Now, in fitting the model, there are a number of different options. Some of them are what you might call 'wrong' but we will explore all of them so you will know how to avoid potential pitfalls. First, fit it like the linear regression in exercise 1. flow.fit = lm(feeding_time~flow_rate+species,data=flow) This fit treat Species like a continuous variable (i.e., it takes the values 1, 2, 3). Sometimes this works out OK but usually it is better to force R to treat Species like a categorical factor: flow.fit2 = lm(feeding_time~flow_rate+as.factor(species),data=flow) This fit has an intercept, and there is no term for the effect of Species 1 (or rather, the intercept represents the mean feeding time for Species 1). The mean effects of Species 2 and 3 are expressed as 'contrasts' to the Species 1 effect - just the arithmetic sum of each term plus the intercept. It is also possible to make a fit without the intercept, so that the 'Species' terms give the mean effect for each species. Note the -1 in the model this time. flow.fit3 = lm(feeding_time~flow_rate+as.factor(species)-1,data=flow) The same syntax will also force a pure regression model (i.e., no categorical factors) to run through the origin (i.e., no intercept). flow.fit4 = lm(feeding_time~flow_rate+species-1,data=flow) The logic behind this syntax is this: written out, the model is y = β 0 + β 1 x 1 + β 2 x 2, where the β's are regression parameters and the x's are the predictor variables in the data. This can also be written as the product of two vectors: Xβ, where β = [β 0 β 1 β 2 ] and X = [1 x 1 x 2 ]'. Notice the 1 as the first term of X, which is necessary to get 1* β 0 = β 0 in the regression model. So putting in -1 in the model specification in R essentially subtracts that leading 1, giving you 0* β 0 = 0, or no intercept. Now use summary() and anova() to perform tests on each of those fit objects. Note which models produce identical results and which produce different results. flow.fit2 is the standard way of doing things, so focusing on that one, plot the residuals vs. predictors and do a normal q-q plot to ensure the assumptions of the tests are met.
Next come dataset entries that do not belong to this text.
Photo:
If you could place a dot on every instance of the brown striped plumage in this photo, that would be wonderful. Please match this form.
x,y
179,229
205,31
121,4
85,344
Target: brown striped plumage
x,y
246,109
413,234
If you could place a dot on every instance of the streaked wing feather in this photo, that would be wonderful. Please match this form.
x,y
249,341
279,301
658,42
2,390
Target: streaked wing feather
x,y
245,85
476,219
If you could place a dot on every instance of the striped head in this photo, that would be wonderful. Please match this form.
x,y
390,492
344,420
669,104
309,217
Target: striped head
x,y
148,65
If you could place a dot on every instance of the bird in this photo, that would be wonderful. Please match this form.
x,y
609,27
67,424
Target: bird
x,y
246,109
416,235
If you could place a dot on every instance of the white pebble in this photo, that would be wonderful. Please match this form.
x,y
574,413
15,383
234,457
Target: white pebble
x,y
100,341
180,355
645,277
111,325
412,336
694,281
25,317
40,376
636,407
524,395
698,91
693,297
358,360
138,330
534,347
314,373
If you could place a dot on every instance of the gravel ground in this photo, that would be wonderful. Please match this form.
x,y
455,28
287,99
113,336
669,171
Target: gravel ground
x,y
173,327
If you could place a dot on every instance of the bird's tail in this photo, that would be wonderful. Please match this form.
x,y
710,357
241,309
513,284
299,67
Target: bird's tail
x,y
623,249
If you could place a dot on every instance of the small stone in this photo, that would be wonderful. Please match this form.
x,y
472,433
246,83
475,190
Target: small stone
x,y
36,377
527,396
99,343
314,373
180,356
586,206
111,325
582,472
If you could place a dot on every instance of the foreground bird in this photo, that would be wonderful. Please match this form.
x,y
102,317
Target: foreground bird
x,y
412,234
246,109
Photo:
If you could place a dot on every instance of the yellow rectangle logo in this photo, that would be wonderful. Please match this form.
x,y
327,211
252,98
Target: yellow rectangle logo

Finally, it is worth knowing how to do a Tukey test to determine whether the various groups are different from each other in an ANOVA. This test is not really meaningful in an ANCOVA or GLM context, because it only operates on categorical factors. So let's make one more fit using categorical factors only:
flow.fit5 = lm(feeding_time~as.factor(species),data=flow) The script for the Tukey test is in the stats package, so load that up: library(stats) Now do the Tukey test (called TukeyHSD because the full name of the test is the Tukey Honest Significant Difference test. This sounds like the name for an old-timey patent medicine, which is probably why everyone calls it HSD). TukeyHSD(aov(flow.fit5)) A minor quirk is that TukeyHSD only works on fit objects created by aov(). aov is basically the same thing as lm but it is specifically written to do ANOVAs with categorical effects only. In fact, aov actually calls lm to do its thing. To convert an lm fit object to an aov fit object, you just have to run aov on the lm fit object, like I did. Alternatively, you could do this: flow.fit6 = aov(feeding_time~as.factor(species),data=flow) TukeyHSD(flow.fit6) Your choice. Notice that aov implements ANOVA models and anova produces ANOVA tables from a fit object. anova also does comparisons on other types of fit objects (like likelihood ratio tests on mle fit objects). Who know why the names are this way - this might actually be a holdover from S+ that predates R. 3. Multiple linear regression Now for an example of multiple regression. For this one we will use a dataset with two predictor variables. Let's say these data were collected on foraging ants (evidently I was hungry when writing this problem set, so everything revolves around foraging). The response variable is the time it takes an ant to return to the nest once it finds a food item, and the two predictors are the distance to be traveled and the mass of the food item. Read in the data from Travel_time.csv. Multivariate data can be hard to visualize, and usually it is necessary to plot different pairwise combinations of them and such. In this case we can quickly plot all three variables together, using a function from the rgl package. library(rgl) plot3d(travel$mass,travel$distance,travel$time) This makes a plot that you can resize and also spin around by clicking and dragging. Note a few things about the data - the two predictor variables are collinear (there is a correlation between mass and distance), which is sometimes problematic, and there are a few points with rather extreme values for all 3 variables. On the plus side, things look fairly linear and the cloud has a fairly ordinary shape (no weird bulges or things like that), so a linear model seems appropriate.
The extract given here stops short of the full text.